Esta funcionalidade claramente busca disputar o mercado de reuniões online com o Google Meet, Zoom e Microsoft Teams, ainda que não tenham um viés corporativo e tão profissional, como encontramos nas outras ferramentas. Desde sempre, Zuckerberg externou a sua vontade de que os usuários da Meta, que inclui também o Facebook, não precisariam sair de suas aplicações para realizarem suas tarefas, que agora inclui a possibilidade das videochamadas com terceiros.

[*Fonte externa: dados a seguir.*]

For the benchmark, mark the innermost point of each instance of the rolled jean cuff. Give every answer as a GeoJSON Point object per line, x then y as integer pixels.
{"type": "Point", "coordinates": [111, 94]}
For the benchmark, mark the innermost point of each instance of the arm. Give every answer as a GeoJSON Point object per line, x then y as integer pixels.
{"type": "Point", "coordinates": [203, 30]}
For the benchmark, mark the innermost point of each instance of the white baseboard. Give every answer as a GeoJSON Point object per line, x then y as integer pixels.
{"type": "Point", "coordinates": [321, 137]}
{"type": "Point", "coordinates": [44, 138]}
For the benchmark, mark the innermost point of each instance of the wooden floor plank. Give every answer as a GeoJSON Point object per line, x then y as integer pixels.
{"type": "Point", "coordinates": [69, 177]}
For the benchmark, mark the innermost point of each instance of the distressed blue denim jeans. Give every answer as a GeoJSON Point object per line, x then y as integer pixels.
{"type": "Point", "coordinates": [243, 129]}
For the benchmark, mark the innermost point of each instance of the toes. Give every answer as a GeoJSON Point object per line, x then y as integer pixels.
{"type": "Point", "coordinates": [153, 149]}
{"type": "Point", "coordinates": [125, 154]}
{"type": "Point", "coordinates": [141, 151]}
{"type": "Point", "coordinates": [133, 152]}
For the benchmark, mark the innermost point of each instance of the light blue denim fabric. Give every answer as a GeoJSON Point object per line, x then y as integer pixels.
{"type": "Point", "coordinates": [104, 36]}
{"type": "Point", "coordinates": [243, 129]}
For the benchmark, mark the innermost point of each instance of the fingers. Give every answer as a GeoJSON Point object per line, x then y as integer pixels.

A convergência de tecnologia é intensa nos produtos da Google e Microsoft, que há anos trilham este caminho. Suas ferramentas de e-mail, calendário, chat, compartilhamento de arquivos e videochamadas entregam para os usuários o que se considera em desenvolvimento de soluções, o “estado da arte”. As empresas que pagam pelo uso das ferramentas, que o digam, uma vez que o ganho de produtividade é assombroso, principalmente nesta era pós-covid, voltada para o trabalho híbrido ou home-office.

Até mesmo quem utiliza pouco soluções online, como e-mails gratuitos, é beneficiado pela convergência tecnológica, que dificilmente ocorria no passado e tínhamos softwares diferentes, com funções duplicadas ou que não se comunicavam entre si. Nos dias atuais, construir uma aplicação e disponibilizar ao público, sem ao menos pensar em convergência, é um tiro no escuro. Têm tudo para dar errado.